Mexican wedding traditions are a beautiful heritage passed down from generation to generation. Following many old customs and beliefs, Mexican weddings continue to be one of the most lavish and well-thought-out events in the wedding world. Throughout the country of Mexico, traditions can be interpreted differently and even modified to best fit the occasion of a couple’s wedding. Most traditional Mexican weddings will take place in a Roman Catholic church with many symbolic events planned throughout the ceremony.
In order to plan a Mexican wedding, lots of work has to be put into planning the event. Help from all family and friends is needed in order to help with the planning tasks that the traditional wedding requires. Out of all the rituals and traditions Mexicans tend to have within weddings, here are just a few of the most common ones for planning a perfect traditional wedding.
The Lasso (El Lazo)
A long loop of lasso made into a rosary is placed around the groom’s and bride’s necks during the wedding mass. This lasso is a representation of the couples’ unity and responsibility in marriage. The loop holds the couple together while they are kneeling in front of the cross in a Roman Catholic church. Within different cultures of Mexican heritage, some couples choose between having one of two lassos around them: a silk rope or a long lei of orange flowers.
These different lasso ideas all represent the same symbolization that the marriage represents. The lazo is a beautiful long rosary that is usually placed upon the couple by the Lazo Padrinos, meaning the Godparents of the Lasso. Usually, the Lasso Godparents places the rosary, flowers, or silk rope on the couple after the couple recites their wedding vows. Following the placement of El Lazo, the priest will then give the sign for the couple to share a kiss, ending the ceremony.
Image courtesy of MexicanWeddingTradition.com
The Arras (Las Arras)
In some Mexican traditions, the groom gives the bride 13 gold coins to symbolize prosperity and financial trust. The arras in other parts of Mexico can be given out in different forms and manners. First, the priest blesses the 13 coins and gives the approval to use them. In some parts of Mexico, such as Zacatecas or Guadalajara, the coins are broken in half after being blessed. One piece stays with the groom and the other with the bride, symbolizing their union when putting both pieces are put together. The arras are delivered by the Padrinos, the Godparents of the groom and bride, who are witnesses of their holy matrimony. The coins are usually either gold or silver.
According to Mexican tradition, the arras symbolizes their new wealth, given by the guests and family members to help the couple’s finances during the first year of marriage.
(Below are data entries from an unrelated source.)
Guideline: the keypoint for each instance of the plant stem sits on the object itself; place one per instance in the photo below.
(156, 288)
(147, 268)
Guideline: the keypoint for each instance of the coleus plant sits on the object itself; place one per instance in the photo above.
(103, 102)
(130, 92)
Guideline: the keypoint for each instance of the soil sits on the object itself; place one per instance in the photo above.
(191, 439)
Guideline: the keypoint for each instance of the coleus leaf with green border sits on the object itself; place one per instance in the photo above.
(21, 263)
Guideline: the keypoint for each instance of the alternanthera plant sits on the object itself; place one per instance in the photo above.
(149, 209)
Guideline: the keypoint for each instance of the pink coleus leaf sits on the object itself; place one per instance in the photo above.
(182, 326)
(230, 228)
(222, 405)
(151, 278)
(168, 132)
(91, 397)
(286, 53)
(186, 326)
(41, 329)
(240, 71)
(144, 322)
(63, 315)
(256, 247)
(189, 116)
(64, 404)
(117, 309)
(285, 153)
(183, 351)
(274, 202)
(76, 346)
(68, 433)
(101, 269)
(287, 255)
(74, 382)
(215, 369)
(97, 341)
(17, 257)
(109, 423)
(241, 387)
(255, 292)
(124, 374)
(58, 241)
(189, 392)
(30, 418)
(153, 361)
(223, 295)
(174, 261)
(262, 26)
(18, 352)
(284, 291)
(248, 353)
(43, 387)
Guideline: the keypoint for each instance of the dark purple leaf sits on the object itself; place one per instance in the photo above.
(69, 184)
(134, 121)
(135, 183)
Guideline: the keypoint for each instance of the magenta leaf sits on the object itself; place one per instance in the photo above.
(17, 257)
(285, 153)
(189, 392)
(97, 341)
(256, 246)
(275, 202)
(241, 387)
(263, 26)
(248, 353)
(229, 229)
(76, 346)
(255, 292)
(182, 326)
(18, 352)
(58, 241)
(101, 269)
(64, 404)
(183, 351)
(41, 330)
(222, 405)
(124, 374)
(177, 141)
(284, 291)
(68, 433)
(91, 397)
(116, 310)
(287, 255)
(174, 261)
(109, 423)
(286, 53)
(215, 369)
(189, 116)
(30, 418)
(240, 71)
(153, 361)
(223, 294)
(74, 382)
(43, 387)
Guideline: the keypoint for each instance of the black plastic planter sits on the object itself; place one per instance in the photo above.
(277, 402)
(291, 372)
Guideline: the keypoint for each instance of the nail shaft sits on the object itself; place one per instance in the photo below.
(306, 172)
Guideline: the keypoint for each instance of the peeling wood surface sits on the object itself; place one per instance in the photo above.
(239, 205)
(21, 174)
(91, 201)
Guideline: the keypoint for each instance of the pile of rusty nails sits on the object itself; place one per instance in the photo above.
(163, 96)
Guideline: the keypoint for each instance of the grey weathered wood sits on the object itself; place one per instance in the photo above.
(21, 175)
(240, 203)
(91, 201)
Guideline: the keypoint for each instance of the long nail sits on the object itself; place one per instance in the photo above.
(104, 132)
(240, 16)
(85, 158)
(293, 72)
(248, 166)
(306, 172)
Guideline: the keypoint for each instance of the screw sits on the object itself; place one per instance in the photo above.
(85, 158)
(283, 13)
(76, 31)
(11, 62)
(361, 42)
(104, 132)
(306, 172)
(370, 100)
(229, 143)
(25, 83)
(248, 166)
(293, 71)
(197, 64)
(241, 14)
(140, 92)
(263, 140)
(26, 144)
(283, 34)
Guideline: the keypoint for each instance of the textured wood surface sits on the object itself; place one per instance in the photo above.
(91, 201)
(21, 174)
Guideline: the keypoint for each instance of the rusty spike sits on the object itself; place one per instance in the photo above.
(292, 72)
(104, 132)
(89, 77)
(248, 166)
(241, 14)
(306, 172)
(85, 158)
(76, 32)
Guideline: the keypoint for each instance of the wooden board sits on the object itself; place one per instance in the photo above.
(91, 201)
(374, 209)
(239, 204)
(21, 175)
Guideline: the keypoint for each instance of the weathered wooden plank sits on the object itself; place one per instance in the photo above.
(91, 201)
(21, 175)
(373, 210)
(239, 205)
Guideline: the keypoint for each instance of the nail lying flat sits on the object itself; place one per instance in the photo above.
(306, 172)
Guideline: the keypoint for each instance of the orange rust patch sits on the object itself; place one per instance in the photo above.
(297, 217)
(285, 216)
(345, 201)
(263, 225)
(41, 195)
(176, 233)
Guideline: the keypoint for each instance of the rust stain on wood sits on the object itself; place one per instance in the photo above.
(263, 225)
As time went by and the tradition was passed down from generation to generation, the 13 coins of wealth became more of a symbol of unity and trust regarding the couple’s finances.
The Money Dance (Baile de Dinero)
Not only do Mexican weddings have rituals during the wedding ceremony, but they also have traditions for the reception, as well.
Image courtesy of Hema2325 Blog
Following the traditional ceremony at a Roman Catholic church, the reception is also filled with symbolic events. One way the guests and family members are able to show their love, affection, and support toward the couple’s union in matrimony is with the money dance. Each man pays to dance with the bride, while each woman pays to dance with the groom. All the money that is collected at the end of the night is the money the newlywed couple uses to start their new life together. During the money dance, the guests give dollar bills of every amount. Most Mexican weddings have lots of guests because of large families, so the money dance is always a huge contribution for the bride and groom’s future together.